Key rules: prevent hallucination, standardize answers, mandate source citation.

6. API Integration

6.1 Basic Access

Gemini API supports SDK or OpenAI-compatible interface. Minimal migration requires changing:

  • base_url
  • api_key
  • model name

Production systems should add: timeout, retries, circuit breakers, logging, token statistics.

6.2 Multi-Model Gateway

Cross-border access issues can be solved via treerouter, unifying multi-model scheduling, metered billing, and network acceleration. Compare latency and cost during POC to select the best option.

7. Evaluation Metrics

Pre-launch

  • Retrieval hit rate
  • Answer accuracy
  • Citation accuracy
  • Rejection accuracy
  • Average API cost per call

Post-launch

  • Manual intervention rate
  • High-frequency unanswered questions
  • Continuous update of knowledge fragments and retrieval strategies

8. POC Deployment Recommendations

  1. Choose a single scenario (FAQs, manuals, internal systems).
  2. Prepare 300 knowledge chunks and 20–50 real questions.
  3. Run initial verification and analyze errors.
  4. Optimize chunking, metadata, retrieval, and reranking.

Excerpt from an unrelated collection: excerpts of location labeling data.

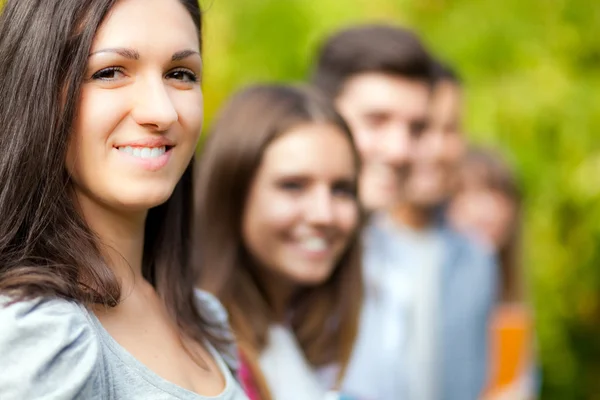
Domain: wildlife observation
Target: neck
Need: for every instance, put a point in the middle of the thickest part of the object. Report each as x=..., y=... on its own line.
x=279, y=293
x=414, y=217
x=121, y=237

Most early RAG failures come from poor chunking and retrieval, not model limits.

Conclusion

Enterprise knowledge bases with Gemini + RAG require careful data governance, chunking, retrieval, and model routing. Tiered multi-model deployment balances cost and performance. Rigorous evaluation ensures stability and accuracy. Focus on front-end data and retrieval optimization rather than frequent model replacement. Following these practices enables rapid POC validation and robust production deployment.